A) amount or the people eIF4B of corresponding aminoacid phosphorylation of the people eIF4B of the 406th serine phosphorylation in sample are detected The amount of ortholog thing；

B) after operating described sample and/or after operation same sample or test sample, in same sample or test sample One or more subsequent point in time repeat step a)；With

C) amount of the people eIF4B of the 406th serine phosphorylation of detection or corresponding amino in comparison step a) and step b) The amount of people's eIF4B ortholog thing of acid phosphoric acid,

The wherein people of the corresponding aminoacid phosphorylation of the amount of the people eIF4B of the 406th serine phosphorylation or people eIF4B Compared at least one subsequent point in time and/or at least one is follow-up right in first time point for the amount of eIF4B ortholog thing The operation of same sample or test sample changes, and shows that people MELK or the function of its ortholog thing or activity change Become.

44. methods according to claim 43, the wherein amount of the people eIF4B of the 406th serine phosphorylation or people eIF4B In ortholog thing, the amount of corresponding phosphorylated amino acid is determined by immunoassay, and this immunoassay use specifically The reactant of people's eIF4B ortholog thing in conjunction with people eIF4B or the corresponding phosphorylation of the 406th serine phosphorylation.

45. methods according to claim 44, wherein said immunoassay are that radioimmunoassay, western blot are divided Analysis, proximity ligation assay, immunofluorescence assay, enzyme immunoassay, immunoprecipitation assay, chemoluminescence method, immune group Weave chemistry algoscopy, Dot blot measure or slit engram detection method.

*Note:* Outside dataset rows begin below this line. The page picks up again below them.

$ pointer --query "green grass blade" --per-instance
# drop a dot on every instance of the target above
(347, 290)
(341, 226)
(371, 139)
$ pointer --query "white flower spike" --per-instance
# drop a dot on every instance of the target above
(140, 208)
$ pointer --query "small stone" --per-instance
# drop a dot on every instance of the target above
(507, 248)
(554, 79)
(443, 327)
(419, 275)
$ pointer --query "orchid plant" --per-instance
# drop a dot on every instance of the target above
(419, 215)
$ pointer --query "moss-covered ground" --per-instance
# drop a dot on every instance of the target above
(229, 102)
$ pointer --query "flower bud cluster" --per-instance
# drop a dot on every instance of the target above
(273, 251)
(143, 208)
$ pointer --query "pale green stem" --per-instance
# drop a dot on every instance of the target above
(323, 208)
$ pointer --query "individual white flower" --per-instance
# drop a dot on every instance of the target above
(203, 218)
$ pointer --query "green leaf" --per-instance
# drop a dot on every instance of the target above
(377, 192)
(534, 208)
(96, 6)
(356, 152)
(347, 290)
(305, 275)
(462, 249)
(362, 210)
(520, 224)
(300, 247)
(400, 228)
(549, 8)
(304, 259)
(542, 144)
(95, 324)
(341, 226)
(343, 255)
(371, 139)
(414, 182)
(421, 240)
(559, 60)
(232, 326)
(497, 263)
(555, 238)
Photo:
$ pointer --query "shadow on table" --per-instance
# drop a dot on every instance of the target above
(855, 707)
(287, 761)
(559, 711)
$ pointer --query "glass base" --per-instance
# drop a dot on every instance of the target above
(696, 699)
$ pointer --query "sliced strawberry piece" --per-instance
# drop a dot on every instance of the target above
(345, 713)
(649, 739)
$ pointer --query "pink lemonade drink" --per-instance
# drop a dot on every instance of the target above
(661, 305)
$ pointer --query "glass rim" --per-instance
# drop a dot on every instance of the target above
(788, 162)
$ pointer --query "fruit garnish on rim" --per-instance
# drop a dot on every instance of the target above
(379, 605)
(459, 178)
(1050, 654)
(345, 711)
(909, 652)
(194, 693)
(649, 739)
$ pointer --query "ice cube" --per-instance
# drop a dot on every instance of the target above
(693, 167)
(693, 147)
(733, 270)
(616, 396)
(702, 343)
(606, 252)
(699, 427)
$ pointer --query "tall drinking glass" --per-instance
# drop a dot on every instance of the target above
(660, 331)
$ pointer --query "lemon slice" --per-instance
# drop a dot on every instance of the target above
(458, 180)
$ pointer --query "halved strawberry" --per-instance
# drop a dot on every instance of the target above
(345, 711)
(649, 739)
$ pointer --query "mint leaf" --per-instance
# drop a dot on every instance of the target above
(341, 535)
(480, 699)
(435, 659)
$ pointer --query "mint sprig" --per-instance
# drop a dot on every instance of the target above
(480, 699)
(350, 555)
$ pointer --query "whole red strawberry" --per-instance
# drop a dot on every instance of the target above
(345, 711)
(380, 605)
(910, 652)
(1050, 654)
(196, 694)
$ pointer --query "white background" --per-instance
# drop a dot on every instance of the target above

46. methods according to claim 45, wherein said enzyme immunoassay is a kind of Sandwich ELISA, Described Sandwich ELISA uses the capture of specific binding people eIF4B or corresponding people's eIF4B ortholog thing to resist The people eIF4B of body or its fragment and the people eIF4B of specific binding 406th serine phosphorylation or corresponding phosphorylation is lineal The detection antibody of congener or its fragment.

47. methods according to claim 43, wherein said sample choosing freely external, in vitro and internal sample composition Group.

48. methods according to claim 43, wherein said sample includes that cell or described method use based on cell Algoscopy.

49. methods according to claim 48, wherein said cell is to select free MELK or eIF4B amplification or overexpression Any cancer, have any by other kinase activations of any cancer and MELK or eIF4B that MELK or eIF4B of activation suddenly change The cancerous cell of the group of cancer composition.

50. methods according to claim 43, wherein sample choosing freely organize, whole blood, serum, blood plasma, cheek are scraped, saliva, Cerebrospinal fluid, urine, feces and the group of bone marrow composition.

Described same sample in 51. methods according to claim 43, wherein said step a) and/or step b) or survey Sample is originally a part for the single sample available from described experimenter.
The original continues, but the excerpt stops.